Job reproche à Dieu de le considérer comme quelqu’un qu’il faut brimer, au lieu de le soulager (versets 12-14). La faiblesse physique de Job est la cause de violents cauchemars. Job rend Dieu responsable de ces visions effrayantes. Job a raison de dire que Dieu est derrière la scène, mais il lui prête de mauvaises intentions. Dans ces conditions, Job souhaite à nouveau la mort (versets 15, 16) : il en a assez d’être observé par Dieu (“tes yeux” verset 8, “laisse-moi” versets 16, 19).
Loin de se réjouir de la proximité divine, il s’en irrite, comme il va l’expliquer dans les versets 17 à 21. « Puisque je ne suis qu’une vapeur, et que je vais mourir, pourquoi t’occupes-tu de moi ? » demande Job à Dieu. En posant la question “qu’est-ce que l’homme ?” Job demande des comptes à Dieu. Il est loin de l’exclamation étonnée et reconnaissante d’un DavidPsaume 8. 5 ; 144. 3, dont la prophétie saluera par avance Christ, le Fils de l’hommeHébreux 2. 6. Mais au milieu de sa révolte, la foi de Job brille malgré tout : il pense que c’est le cœur de Dieu qui se soucie de lui (verset 17).

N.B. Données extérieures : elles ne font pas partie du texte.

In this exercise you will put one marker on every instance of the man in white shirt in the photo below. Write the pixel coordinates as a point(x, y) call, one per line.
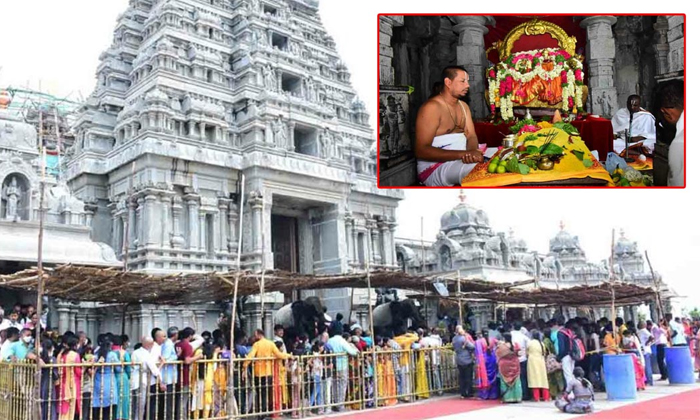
point(677, 333)
point(522, 341)
point(4, 322)
point(144, 375)
point(645, 340)
point(643, 125)
point(671, 103)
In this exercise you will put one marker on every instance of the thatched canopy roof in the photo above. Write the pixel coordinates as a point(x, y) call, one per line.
point(115, 286)
point(602, 294)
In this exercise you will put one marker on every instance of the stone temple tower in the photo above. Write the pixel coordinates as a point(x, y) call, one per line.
point(193, 94)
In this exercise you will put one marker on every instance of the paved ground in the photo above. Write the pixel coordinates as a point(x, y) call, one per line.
point(663, 401)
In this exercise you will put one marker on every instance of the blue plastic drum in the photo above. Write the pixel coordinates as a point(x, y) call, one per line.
point(619, 377)
point(679, 365)
point(654, 360)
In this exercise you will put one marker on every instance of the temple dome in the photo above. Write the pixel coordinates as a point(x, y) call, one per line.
point(624, 246)
point(463, 216)
point(565, 243)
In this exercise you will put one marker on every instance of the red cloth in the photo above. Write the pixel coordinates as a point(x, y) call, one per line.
point(504, 24)
point(597, 133)
point(184, 350)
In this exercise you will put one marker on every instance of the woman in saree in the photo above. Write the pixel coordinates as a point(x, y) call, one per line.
point(123, 378)
point(481, 376)
point(422, 390)
point(630, 344)
point(71, 380)
point(556, 378)
point(49, 380)
point(509, 370)
point(385, 376)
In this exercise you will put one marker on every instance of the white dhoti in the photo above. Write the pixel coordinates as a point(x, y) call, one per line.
point(445, 174)
point(643, 124)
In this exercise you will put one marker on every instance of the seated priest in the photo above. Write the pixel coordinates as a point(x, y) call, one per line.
point(643, 128)
point(446, 144)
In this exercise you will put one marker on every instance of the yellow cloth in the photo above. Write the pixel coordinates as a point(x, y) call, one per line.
point(536, 367)
point(263, 348)
point(405, 342)
point(421, 376)
point(569, 167)
point(609, 344)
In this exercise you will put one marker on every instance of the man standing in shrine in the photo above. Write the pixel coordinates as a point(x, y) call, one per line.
point(643, 128)
point(446, 142)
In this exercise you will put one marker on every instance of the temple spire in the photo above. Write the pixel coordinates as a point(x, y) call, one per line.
point(462, 196)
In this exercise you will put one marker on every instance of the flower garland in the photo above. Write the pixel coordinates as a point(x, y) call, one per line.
point(524, 66)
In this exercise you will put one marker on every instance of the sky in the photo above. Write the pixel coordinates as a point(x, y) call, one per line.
point(57, 50)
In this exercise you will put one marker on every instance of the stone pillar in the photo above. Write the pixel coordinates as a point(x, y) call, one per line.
point(374, 244)
point(392, 249)
point(193, 221)
point(662, 48)
point(355, 244)
point(174, 318)
point(222, 244)
point(386, 52)
point(138, 227)
point(600, 53)
point(166, 222)
point(132, 224)
point(81, 321)
point(290, 136)
point(233, 227)
point(199, 316)
point(386, 245)
point(676, 37)
point(471, 55)
point(269, 135)
point(177, 240)
point(350, 237)
point(63, 310)
point(159, 320)
point(116, 236)
point(150, 225)
point(203, 230)
point(255, 200)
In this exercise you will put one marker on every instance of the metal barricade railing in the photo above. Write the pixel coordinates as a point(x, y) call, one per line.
point(260, 387)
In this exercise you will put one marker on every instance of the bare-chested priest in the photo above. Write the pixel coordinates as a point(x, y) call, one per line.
point(446, 143)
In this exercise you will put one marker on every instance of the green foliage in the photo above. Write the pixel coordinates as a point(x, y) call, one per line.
point(568, 128)
point(551, 149)
point(579, 154)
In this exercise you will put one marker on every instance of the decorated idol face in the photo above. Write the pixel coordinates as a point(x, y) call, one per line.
point(459, 86)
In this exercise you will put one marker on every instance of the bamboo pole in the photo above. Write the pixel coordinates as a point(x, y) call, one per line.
point(127, 228)
point(657, 293)
point(459, 294)
point(231, 398)
point(371, 329)
point(612, 287)
point(40, 269)
point(262, 267)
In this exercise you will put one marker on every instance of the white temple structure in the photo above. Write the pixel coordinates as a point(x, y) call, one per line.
point(467, 246)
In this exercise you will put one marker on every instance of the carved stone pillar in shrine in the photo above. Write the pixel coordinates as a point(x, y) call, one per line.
point(600, 54)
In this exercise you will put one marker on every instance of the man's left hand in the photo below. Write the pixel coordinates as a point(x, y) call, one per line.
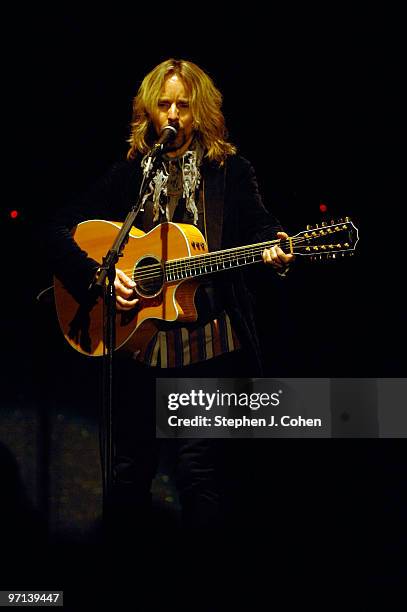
point(276, 256)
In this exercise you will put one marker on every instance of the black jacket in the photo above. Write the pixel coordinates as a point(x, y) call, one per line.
point(235, 216)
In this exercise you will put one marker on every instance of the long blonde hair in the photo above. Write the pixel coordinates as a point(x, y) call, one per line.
point(205, 104)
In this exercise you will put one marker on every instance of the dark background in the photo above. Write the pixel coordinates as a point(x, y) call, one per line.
point(313, 100)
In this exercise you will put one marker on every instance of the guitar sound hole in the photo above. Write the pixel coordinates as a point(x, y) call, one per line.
point(148, 276)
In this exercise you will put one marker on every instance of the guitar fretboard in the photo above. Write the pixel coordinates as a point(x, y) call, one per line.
point(200, 265)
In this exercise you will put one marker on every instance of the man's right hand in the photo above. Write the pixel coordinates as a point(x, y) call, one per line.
point(124, 287)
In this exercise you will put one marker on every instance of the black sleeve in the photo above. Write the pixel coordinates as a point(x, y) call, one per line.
point(104, 200)
point(256, 223)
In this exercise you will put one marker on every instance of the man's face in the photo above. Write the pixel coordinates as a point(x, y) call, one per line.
point(173, 109)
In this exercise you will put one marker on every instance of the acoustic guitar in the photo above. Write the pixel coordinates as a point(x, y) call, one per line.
point(167, 264)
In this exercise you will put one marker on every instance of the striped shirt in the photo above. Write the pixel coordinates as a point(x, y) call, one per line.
point(182, 346)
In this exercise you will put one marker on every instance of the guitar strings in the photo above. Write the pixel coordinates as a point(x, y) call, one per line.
point(206, 260)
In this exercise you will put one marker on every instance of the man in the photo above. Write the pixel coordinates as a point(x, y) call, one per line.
point(199, 180)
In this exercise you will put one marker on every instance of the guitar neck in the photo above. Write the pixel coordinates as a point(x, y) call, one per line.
point(208, 263)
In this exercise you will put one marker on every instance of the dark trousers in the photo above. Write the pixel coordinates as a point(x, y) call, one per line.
point(199, 463)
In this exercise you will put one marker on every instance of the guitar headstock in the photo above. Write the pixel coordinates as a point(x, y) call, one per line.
point(326, 241)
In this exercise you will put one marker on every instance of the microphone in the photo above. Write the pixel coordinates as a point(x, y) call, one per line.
point(168, 134)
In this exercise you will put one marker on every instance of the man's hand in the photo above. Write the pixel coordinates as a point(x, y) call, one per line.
point(276, 256)
point(124, 287)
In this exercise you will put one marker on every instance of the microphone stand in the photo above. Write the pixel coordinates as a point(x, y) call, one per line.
point(104, 281)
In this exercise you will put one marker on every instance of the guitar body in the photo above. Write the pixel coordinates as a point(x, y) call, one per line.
point(165, 264)
point(159, 301)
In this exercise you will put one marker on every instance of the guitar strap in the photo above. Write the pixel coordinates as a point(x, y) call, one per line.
point(212, 198)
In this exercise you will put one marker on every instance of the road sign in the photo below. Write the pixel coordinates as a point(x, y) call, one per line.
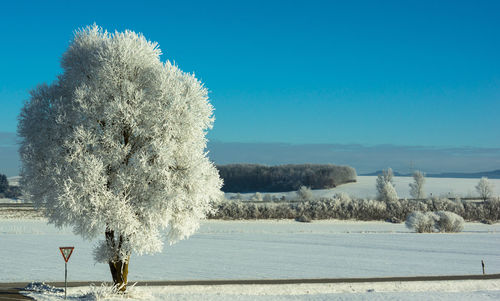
point(66, 252)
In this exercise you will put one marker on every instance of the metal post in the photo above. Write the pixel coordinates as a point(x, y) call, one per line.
point(65, 279)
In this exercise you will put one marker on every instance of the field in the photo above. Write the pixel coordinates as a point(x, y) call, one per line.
point(275, 249)
point(264, 249)
point(365, 188)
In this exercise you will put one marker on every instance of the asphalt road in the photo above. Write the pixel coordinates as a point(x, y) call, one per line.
point(10, 291)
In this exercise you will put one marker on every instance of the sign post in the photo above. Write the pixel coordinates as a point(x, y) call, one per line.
point(66, 252)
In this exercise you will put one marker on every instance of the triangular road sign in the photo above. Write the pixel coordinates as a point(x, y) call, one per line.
point(66, 252)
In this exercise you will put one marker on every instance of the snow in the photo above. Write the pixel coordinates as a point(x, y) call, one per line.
point(438, 290)
point(365, 188)
point(259, 249)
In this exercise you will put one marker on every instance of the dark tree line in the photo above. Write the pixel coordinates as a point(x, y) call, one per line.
point(263, 178)
point(358, 209)
point(7, 191)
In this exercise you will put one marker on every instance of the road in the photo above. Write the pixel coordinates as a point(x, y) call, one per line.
point(10, 291)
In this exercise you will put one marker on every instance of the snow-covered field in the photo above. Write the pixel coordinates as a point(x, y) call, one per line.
point(259, 249)
point(276, 249)
point(270, 249)
point(439, 290)
point(365, 188)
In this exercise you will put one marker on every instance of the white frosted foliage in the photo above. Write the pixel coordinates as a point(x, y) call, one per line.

Le mot clé est alors prononcé : “J’ai péché”. Mais au lieu d’être une vraie repentance (de quelle faute, d’ailleurs ?), cette affirmation est plutôt le constat personnel irritant de sa condition humaine. Job ajoute “que t’ai-je fait ?” comme si tout péché n’était pas une offense contre Dieu d’abord, comme si du haut de son ciel Dieu n’était pas concerné par le péché de ces êtres de poussière. Le Dieu qui se suffit à lui-même n’est pas remis en cause par le péché de l’homme, vérité qui sera reprise par Éliphaz et Élihu (22. 2, 3 ; 35. 6). Mais tout doit être d’abord mis à nu devant lui pour que Dieu puisse oublier, comme Job semblait le souhaiter (verset 21). Job ne connaissait pas encore la vraie signification du pardon, et c’est pourquoi il ne se supportait plus lui-même.
Malgré ces questions qui volent vers Dieu, Job termine peut-être par une lueur d’espoir : il pense que Dieu ne pourra pas s’empêcher de le chercher. Il lui faudra encore bien des étapes pour découvrir que cette recherche patiente est, de la part de Dieu, pure bienveillance et amour sans condition.